Hardware
/ Adam Richardson

3Dlabs Gives DirectX 7 Geometry Acceleration Its First Public Demo

3Dlabs ran the first public demo of DirectX 7 hardware geometry and lighting on its Oxygen GVX1, claiming up to three times faster geometry-heavy performance.

3Dlabs has run the first public demonstration of hardware geometry and lighting acceleration under Microsoft’s newly enhanced DirectX 7 API. The demo ran on the company’s Oxygen GVX1, an AGP card that handles both geometry and rasterization acceleration on a single board, and featured a highly detailed flight simulator written by game developer Simis. The claim: applications heavy on geometry run up to three times faster thanks to the added polygon throughput.

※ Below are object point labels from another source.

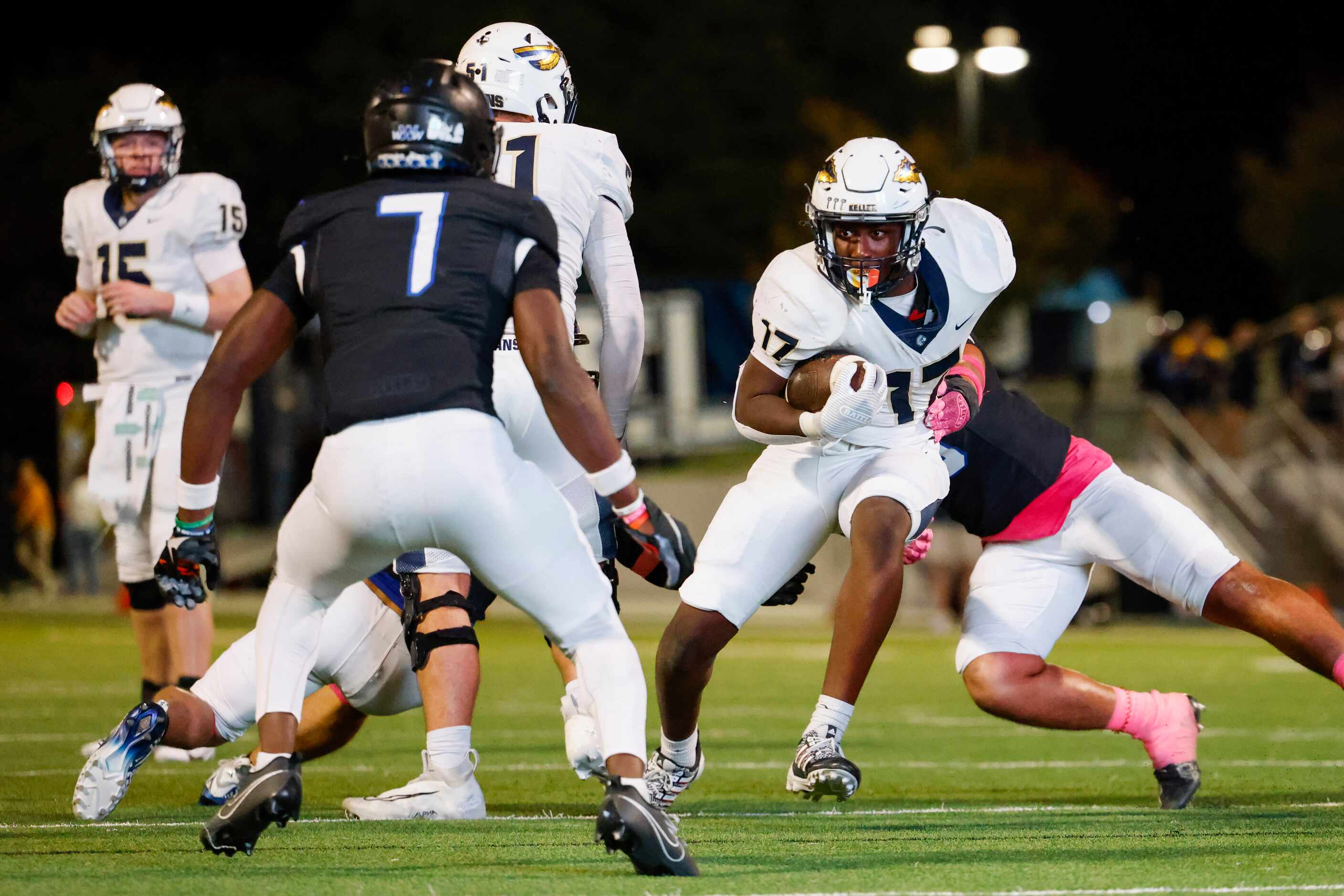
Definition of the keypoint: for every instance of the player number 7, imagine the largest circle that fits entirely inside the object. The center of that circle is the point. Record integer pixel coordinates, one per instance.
(429, 221)
(787, 343)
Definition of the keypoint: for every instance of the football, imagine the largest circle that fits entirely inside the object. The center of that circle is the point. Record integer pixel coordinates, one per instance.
(809, 383)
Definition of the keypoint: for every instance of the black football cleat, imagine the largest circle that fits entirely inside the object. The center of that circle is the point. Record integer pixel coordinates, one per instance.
(264, 796)
(820, 768)
(641, 831)
(1179, 781)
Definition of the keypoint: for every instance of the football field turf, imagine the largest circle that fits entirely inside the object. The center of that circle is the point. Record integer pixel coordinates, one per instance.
(952, 801)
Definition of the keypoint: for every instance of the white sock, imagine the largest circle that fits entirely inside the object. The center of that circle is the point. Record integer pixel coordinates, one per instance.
(681, 751)
(831, 712)
(639, 785)
(448, 746)
(264, 758)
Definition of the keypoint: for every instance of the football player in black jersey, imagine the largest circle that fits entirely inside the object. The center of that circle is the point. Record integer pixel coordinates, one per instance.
(413, 274)
(1049, 506)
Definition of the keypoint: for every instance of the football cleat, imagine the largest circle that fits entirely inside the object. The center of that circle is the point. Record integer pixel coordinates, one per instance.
(631, 824)
(104, 780)
(1178, 782)
(178, 754)
(269, 794)
(820, 769)
(434, 796)
(581, 742)
(223, 782)
(667, 781)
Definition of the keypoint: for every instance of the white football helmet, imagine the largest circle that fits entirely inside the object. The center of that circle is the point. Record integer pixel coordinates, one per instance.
(870, 179)
(521, 70)
(131, 109)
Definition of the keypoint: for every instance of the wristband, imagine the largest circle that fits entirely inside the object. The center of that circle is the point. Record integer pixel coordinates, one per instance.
(615, 477)
(193, 496)
(809, 425)
(190, 308)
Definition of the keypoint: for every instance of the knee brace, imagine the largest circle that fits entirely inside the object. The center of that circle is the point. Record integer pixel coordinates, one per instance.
(144, 595)
(420, 644)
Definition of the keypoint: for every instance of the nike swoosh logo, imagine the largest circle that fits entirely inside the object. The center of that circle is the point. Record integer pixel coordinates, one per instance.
(237, 801)
(664, 843)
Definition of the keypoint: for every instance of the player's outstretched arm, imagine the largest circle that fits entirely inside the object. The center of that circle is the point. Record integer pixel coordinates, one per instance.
(567, 394)
(228, 296)
(252, 343)
(760, 404)
(609, 266)
(253, 340)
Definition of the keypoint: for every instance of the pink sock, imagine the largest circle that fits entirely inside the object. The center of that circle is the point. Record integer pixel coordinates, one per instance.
(1165, 723)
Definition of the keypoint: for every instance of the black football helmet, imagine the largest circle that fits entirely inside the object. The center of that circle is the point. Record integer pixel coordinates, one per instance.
(432, 119)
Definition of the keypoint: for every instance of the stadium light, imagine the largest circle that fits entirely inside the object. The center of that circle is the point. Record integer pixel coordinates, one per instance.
(1000, 55)
(933, 52)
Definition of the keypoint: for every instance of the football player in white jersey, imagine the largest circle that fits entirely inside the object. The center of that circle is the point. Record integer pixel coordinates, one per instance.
(159, 276)
(585, 182)
(898, 279)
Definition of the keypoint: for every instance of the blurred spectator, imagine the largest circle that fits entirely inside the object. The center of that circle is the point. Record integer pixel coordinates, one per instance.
(83, 530)
(34, 524)
(1242, 385)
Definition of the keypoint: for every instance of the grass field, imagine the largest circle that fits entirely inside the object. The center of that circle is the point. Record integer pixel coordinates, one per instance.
(952, 801)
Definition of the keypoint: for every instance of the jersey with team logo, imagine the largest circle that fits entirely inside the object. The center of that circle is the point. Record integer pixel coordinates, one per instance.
(572, 168)
(183, 238)
(966, 264)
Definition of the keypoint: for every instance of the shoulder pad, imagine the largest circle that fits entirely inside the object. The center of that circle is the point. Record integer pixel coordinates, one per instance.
(974, 244)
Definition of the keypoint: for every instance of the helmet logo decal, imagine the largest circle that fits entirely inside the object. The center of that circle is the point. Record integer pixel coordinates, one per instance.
(541, 55)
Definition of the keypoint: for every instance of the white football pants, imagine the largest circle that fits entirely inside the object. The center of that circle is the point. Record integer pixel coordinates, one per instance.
(449, 480)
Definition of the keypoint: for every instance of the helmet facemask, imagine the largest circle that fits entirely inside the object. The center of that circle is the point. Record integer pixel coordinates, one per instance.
(168, 164)
(863, 279)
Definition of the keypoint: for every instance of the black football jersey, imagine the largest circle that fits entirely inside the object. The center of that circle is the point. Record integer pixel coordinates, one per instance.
(413, 279)
(999, 464)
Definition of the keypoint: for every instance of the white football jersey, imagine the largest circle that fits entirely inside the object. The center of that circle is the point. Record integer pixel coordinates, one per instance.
(183, 238)
(572, 168)
(798, 313)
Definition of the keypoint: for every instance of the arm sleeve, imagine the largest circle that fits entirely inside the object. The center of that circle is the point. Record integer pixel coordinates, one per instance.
(616, 179)
(221, 222)
(609, 266)
(287, 282)
(72, 240)
(536, 261)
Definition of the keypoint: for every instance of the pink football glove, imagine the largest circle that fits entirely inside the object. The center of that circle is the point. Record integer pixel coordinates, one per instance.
(917, 550)
(952, 407)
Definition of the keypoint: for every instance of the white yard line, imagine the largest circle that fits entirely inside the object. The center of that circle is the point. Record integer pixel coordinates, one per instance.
(1124, 891)
(827, 813)
(203, 769)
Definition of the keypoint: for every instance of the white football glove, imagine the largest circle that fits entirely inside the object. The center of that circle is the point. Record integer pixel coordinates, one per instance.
(847, 409)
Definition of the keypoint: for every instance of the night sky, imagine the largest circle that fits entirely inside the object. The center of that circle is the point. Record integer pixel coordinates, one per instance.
(707, 103)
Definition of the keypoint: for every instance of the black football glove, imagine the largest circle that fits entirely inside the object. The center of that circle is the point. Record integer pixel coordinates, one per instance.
(666, 558)
(789, 592)
(185, 558)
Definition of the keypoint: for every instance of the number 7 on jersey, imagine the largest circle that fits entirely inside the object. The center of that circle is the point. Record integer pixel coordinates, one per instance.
(429, 219)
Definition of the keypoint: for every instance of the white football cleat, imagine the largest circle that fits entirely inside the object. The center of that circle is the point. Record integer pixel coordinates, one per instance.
(223, 781)
(582, 746)
(178, 754)
(667, 781)
(434, 796)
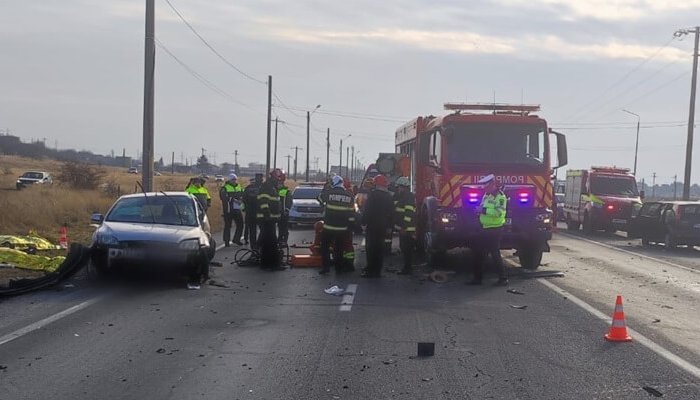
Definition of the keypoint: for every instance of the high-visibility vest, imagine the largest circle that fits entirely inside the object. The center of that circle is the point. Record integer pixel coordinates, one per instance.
(493, 210)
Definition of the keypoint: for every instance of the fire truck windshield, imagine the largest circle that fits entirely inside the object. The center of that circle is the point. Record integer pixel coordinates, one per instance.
(623, 186)
(497, 143)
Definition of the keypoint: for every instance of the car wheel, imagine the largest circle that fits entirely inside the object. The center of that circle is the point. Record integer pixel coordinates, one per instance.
(670, 241)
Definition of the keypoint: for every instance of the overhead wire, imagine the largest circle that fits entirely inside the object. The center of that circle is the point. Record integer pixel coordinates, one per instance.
(207, 83)
(206, 43)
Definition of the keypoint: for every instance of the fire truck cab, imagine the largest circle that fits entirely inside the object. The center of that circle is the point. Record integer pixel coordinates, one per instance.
(449, 154)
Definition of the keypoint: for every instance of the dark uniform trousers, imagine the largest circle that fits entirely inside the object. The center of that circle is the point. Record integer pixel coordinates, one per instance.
(489, 243)
(234, 216)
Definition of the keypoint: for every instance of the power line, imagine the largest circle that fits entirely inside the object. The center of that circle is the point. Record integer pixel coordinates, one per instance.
(230, 64)
(201, 78)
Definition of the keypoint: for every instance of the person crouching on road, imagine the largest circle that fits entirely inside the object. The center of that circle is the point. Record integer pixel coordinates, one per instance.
(492, 218)
(231, 194)
(405, 222)
(338, 219)
(377, 217)
(268, 215)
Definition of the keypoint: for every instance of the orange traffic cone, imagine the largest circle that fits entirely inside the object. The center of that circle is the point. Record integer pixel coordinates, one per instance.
(618, 329)
(63, 240)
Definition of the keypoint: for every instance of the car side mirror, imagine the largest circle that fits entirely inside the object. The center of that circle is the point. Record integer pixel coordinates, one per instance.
(97, 218)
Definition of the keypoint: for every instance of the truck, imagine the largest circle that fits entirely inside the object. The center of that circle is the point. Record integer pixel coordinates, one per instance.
(600, 198)
(449, 154)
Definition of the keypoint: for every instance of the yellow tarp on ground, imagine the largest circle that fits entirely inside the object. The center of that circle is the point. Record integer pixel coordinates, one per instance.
(27, 242)
(21, 259)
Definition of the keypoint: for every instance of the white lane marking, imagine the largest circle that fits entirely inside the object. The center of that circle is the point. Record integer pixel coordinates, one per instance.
(40, 324)
(636, 336)
(349, 298)
(631, 252)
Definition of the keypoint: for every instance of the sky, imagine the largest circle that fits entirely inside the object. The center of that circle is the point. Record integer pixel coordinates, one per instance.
(72, 73)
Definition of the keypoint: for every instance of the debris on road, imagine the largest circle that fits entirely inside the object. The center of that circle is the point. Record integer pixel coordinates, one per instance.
(652, 391)
(335, 291)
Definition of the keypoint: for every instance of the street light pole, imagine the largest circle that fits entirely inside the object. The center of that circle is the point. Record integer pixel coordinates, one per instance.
(636, 145)
(308, 138)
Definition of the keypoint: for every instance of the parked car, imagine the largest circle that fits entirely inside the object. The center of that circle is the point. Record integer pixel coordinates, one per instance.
(33, 178)
(306, 206)
(154, 231)
(672, 223)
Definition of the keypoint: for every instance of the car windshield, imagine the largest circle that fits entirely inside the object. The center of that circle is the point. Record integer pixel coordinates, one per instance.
(33, 175)
(497, 143)
(168, 210)
(623, 186)
(306, 193)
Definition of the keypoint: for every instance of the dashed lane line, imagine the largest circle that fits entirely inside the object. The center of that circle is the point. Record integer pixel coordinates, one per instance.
(636, 336)
(48, 320)
(348, 299)
(607, 246)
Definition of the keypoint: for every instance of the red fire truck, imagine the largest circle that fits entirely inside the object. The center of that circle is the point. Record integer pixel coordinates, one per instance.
(449, 154)
(602, 198)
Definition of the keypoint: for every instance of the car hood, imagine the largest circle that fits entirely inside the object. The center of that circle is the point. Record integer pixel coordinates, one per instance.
(306, 202)
(127, 231)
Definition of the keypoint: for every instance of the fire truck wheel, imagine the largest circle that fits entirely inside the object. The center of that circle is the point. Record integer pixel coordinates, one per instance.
(530, 258)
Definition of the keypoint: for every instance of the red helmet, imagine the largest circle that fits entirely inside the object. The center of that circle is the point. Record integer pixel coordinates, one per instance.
(278, 175)
(381, 181)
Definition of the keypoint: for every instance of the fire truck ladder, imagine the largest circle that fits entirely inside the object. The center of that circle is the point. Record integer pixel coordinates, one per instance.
(495, 108)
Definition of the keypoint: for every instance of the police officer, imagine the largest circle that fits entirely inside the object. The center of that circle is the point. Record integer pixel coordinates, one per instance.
(197, 189)
(405, 222)
(377, 217)
(267, 216)
(285, 206)
(338, 219)
(250, 202)
(492, 219)
(231, 194)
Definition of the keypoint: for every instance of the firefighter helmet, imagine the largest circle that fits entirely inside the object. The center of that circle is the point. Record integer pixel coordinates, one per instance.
(381, 181)
(403, 181)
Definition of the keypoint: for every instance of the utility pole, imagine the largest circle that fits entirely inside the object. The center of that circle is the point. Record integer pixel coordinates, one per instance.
(691, 113)
(269, 120)
(274, 159)
(148, 98)
(675, 185)
(328, 152)
(296, 155)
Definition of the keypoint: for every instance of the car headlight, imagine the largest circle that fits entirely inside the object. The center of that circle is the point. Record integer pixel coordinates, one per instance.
(447, 217)
(545, 218)
(189, 244)
(106, 238)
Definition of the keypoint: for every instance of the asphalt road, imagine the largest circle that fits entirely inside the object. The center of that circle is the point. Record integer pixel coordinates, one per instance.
(277, 335)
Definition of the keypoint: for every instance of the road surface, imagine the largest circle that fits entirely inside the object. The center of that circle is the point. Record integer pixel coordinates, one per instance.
(277, 335)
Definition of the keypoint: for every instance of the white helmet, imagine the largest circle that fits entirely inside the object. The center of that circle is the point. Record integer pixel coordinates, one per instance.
(403, 181)
(337, 181)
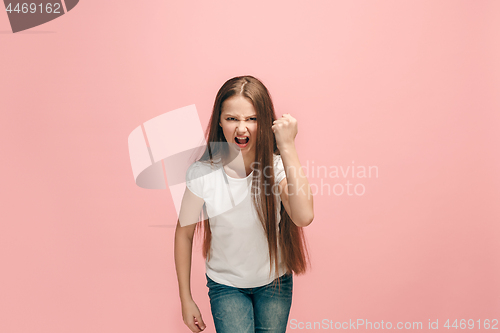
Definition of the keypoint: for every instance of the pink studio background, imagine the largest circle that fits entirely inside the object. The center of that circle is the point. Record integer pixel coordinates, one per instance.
(411, 87)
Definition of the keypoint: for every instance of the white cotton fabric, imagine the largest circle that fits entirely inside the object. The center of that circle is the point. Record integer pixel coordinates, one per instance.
(239, 249)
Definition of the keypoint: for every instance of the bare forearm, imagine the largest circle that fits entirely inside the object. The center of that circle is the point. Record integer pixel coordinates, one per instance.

The trick is moving the transformation and lighting math, floating-point work that normally hammers the CPU, onto dedicated hardware on the graphics board. That pushes more polygons than even the fastest processor can manage on its own, and it frees the CPU for the rest of the application. 3Dlabs has shipped OpenGL geometry acceleration on its Oxygen workstation boards for over a year, but DirectX 7 is the first version of Microsoft’s 3D API that lets games and consumer software get at it. Once this reaches cards gamers actually buy, scene complexity is going to jump in a way you will see on screen.